The cancer_analysis table now includes a referral_type column, which describes whether a cancer case included both germline and somatic samples (matched_normal) or only the tumour sample (tumour_only). In this release all cases are matched normal.

nhs-gms-release_v4_2024-08-22¶

Updated 19/12/24 - New secondary clinical datasets¶

This release includes secondary clinical data, i.e. medical history, including NHSE Hospital Episode Statistics and Office of National Statistics mortality data. The information is provided in the following tables:

hes_ae: Hospital Episode Statistics Accident and Emergency; contains historic records of A&E attendances
hes_apc: Hospital Episode Statistics Admitted Patient Care; contains historic records of admissions into secondary care.
hes_cc: Hospital Episode Statistics Critical Care; contains historic records of admissions into critical care.
hes_op: Hospital Episode Statistics Outpatient; contains historic records of outpatient attendances.
cancer_registry: medical information about the tumour.
ecds: Main dataset of urgent and emergency care. Expands hes_ae and will replace it entirely in the future.
mortality: Lists the Office of National Statistics' cause of death records.

More information on these datasets can be found in the Common clinical data page, or in the Data Dictionary.

Currently, this secondary data is only included for participants who were available in release 3, we do not have secondary data for participants who were added in release 4.
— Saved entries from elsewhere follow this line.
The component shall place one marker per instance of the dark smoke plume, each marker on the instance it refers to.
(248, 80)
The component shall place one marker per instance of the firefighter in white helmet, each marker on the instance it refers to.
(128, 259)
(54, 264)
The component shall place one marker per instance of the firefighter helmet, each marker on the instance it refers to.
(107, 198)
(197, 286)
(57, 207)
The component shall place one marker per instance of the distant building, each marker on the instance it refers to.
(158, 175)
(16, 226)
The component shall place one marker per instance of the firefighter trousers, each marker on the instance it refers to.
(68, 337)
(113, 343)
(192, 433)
Changes to existing tables¶

cancer_analysis
Each participant only has one row per cancer case. An additional filter on the referral status is included in GMS data release v4 to exclude statuses that are not active. This fixes an issue in GMS data release v3 which caused duplicate tumour_uid to be present.

report_outcome_questionnaire
This table was previously called gmc_exit_questionnaire, and has been renamed as report_outcome_questionnaire so that it is more aligned with what the questionnaires are called in GMS.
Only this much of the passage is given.